You must envisage a cave of some size suitable to contain comfortably from twenty to fifty people. The cave is one of many in this long valley, and each is inhabited, while each is the property of the biggest male within it. The owner-males form a kind of tribe, and at certain times there occurs by agreement the tribal council. Here in this valley there was one of these cave-holders who was Chief, for things happened then as they do now, and the man gifted with leadership and imagination led the others.

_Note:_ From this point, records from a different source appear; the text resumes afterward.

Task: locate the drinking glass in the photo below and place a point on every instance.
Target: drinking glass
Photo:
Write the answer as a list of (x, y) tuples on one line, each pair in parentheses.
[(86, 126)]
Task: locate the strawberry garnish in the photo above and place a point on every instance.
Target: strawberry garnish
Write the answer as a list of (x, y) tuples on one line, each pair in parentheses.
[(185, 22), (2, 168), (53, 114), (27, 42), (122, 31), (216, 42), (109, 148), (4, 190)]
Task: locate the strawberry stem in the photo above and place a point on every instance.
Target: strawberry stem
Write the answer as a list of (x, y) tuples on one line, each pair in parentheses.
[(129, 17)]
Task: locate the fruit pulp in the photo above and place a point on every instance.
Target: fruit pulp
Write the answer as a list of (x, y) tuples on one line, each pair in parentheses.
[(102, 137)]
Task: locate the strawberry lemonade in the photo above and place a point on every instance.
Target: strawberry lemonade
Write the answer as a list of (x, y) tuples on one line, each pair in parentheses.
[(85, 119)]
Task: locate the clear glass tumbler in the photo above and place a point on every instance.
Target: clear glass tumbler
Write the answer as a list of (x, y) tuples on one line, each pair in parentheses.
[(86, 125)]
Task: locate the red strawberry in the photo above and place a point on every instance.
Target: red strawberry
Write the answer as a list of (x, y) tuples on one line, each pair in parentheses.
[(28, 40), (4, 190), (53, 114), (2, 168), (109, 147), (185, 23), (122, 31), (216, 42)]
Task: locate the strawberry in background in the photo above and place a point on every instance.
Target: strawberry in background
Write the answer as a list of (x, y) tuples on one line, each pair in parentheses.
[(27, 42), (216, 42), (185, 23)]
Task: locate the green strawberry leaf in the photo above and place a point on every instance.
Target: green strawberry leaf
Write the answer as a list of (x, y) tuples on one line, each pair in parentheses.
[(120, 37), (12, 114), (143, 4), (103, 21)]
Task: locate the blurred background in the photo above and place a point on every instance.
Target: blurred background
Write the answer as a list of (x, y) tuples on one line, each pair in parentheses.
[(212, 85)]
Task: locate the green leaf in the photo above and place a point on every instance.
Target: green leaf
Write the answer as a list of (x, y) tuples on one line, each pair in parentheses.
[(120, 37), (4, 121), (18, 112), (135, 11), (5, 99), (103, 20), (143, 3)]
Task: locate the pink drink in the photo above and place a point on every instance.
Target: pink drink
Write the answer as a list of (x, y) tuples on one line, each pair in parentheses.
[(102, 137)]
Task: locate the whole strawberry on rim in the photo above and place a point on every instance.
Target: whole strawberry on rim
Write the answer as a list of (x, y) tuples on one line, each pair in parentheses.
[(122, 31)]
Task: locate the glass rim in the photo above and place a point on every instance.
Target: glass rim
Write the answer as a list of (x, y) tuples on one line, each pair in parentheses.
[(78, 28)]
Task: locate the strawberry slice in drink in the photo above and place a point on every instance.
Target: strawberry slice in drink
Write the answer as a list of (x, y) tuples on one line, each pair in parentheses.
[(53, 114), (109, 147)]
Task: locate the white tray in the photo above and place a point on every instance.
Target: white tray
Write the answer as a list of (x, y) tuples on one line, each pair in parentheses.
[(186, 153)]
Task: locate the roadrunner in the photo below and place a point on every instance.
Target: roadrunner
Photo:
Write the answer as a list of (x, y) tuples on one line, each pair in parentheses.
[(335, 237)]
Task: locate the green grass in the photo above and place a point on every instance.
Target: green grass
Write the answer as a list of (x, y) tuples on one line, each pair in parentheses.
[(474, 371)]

Only the need to hunt big game, like mammoth, bison, and wild boar, would normally require a council meeting. Economically such animals supplied so much in addition to edible meat, for their bones were turned to a score of different uses and their hides were quite as desirable; even their guts were needful to make good bowstrings, and the long, matted hair could be beaten into felt. Yet hunting and killing these powerful beasts with nothing but palaeolithic weapons involved dangers, planning, experience, and skill; casualties were many, and the main occupational disease of the Stone-Age hunter was presumably gangrene. It is thought that the expectation of life in those remote days was no more than forty years.